This might be considered dishonest; you are running the risk of your bluff being called (at which point you'll burn bridges with your old employer AND anger your wife if you reject the job). Ultimately, you need either to come up with an amount which you'd be genuinely prepared to say yes for; if not, you need to decline the offer.

Let's assume you can find a number you're willing to commit to (but would be equally comfortable if they declined): a reasonable way forward is to explain why the job is not ideal for you in your counter-offer. This both explains why your salary figure is higher than normal and signals to them that you may not be as enthused about the job offer as they might hope any other applicant would (which might lead them to conclude you may not be as motivated as another employee would). For example, the body of your response might read:

Thank you for your letter, and the opportunity to explore the position at the interview. As we have discussed, I am interested in developing my career at this point, and the scope for this within the role you're offering is limited, and unfortunately I notice the salary on offer fell some way below my expectations. However, I'm willing to work out a compromise on the details of the role provided you can meet a figure of XXX for the salary.

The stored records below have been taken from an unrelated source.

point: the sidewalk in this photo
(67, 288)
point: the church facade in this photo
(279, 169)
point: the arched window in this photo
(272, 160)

The upside is that you're sending a message that if they want to keep you they'll need to promote you; the downside is that if they don't, they'll know you want to move on (and might, e.g. look to lay you off when your project completes)... and until they've decided, you're unlikely to see any pay rises (whether inflation-linked or performance-based).

Make sure you and your wife are agreed that if they don't agree to the figure in your letter, you will decline, even if they make (probably non-binding) suggestions/promises of promotions, salary reviews, interesting projects, etc. - and that if they do meet the figure, what your red lines are when it comes to any other aspects of the role.

Finally, check that you know what to expect when it comes to length-of-service benefits: unless you've got it in writing to say otherwise, you'll probably be starting from scratch when it comes to these.

1

You're a nice guy.

You don't want to upset anybody. That's really the main issue here.

This is the main reason you're feeling pulled apart in every direction. This is also the reason your spouse feels the need to interfere in every little decision you make, because she thinks everyone is going to take advantage of you because you're just going to let them. And this is the reason why your former employer is treating you like crap and like a backup plan when they need to hire someone.

You need to put your needs first, even if that means upsetting your spouse, or your former employer. But Rome wasn't built in a day. You need assertiveness training, in addition to counseling to undo all the bad past habits you've learned.

But this is not the place for this unfortunately.